Map/Reduce Job to Select Specific Keys

Riak will politely tell you about all the keys in a specific bucket, all you need to do is ask, like this:

curl http://localhost:8098/riak/my_bucket

The problem is what if you have a million keys? You can tell Riak to stream you the keys, but what if you only want certain keys, like all the keys that start with foo, for example. In that case, MapReduce is your friend. In Ruby, it looks like this:

1
2
3
4
5
6
 results = Riak::MapReduce.new(client)
               .add("my_bucket")
               .map("function(value,keyData,arg) {
                       var re = new RegExp(arg);
                       return value.key.match(re) ? [value.key] : [];
                     }", :keep => true, :arg => "^foo").run

You can pass in any regular expression in the :arg parameter. Since keys in Riak have to be unique, you will never get duplicates and don’t need a reduce phase.
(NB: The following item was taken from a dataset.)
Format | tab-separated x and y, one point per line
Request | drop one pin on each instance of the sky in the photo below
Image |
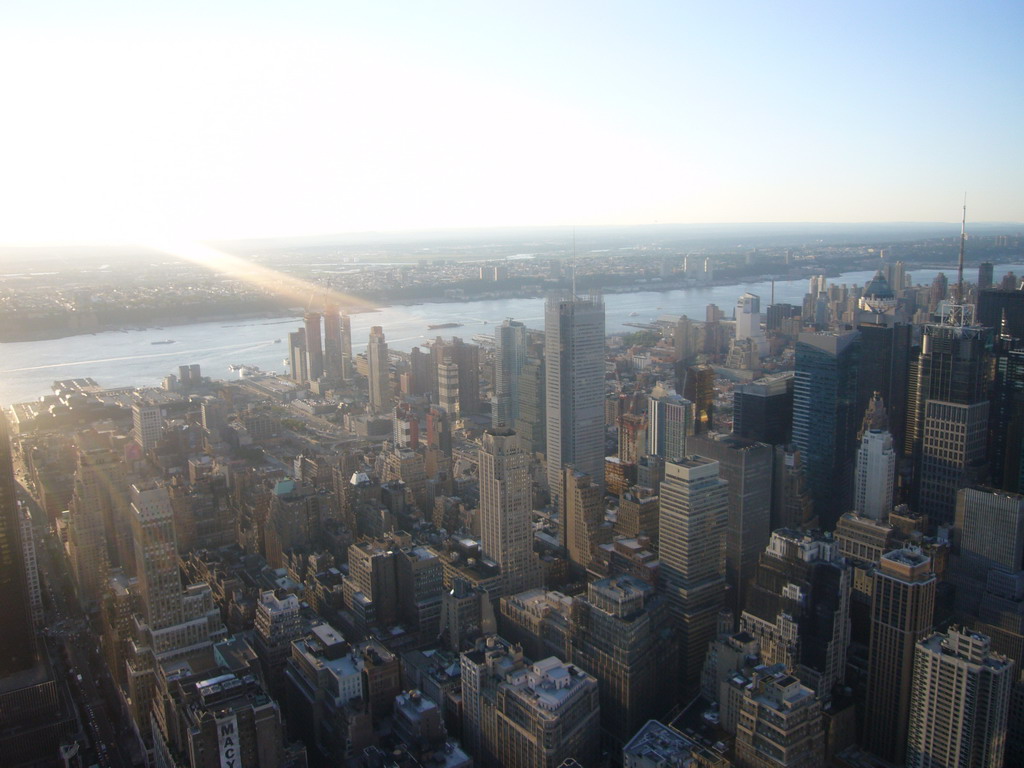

Update: Note that this code is pretty slow to execute on a bucket with many keys, so is best used in background jobs, not for interactive queries. For example, on a single node, small EC2 instance, with 10,000 JSON objects (3K each in size) in a bucket, running the above map reduce code takes 60 seconds.

To see how much of that time is spent marshaling the JSON objects, we removed the JSON body of each object and left only the key, and then ran the code again, which took 30 seconds, still not even in the right ballpark for interactive use. Of course, YMMV.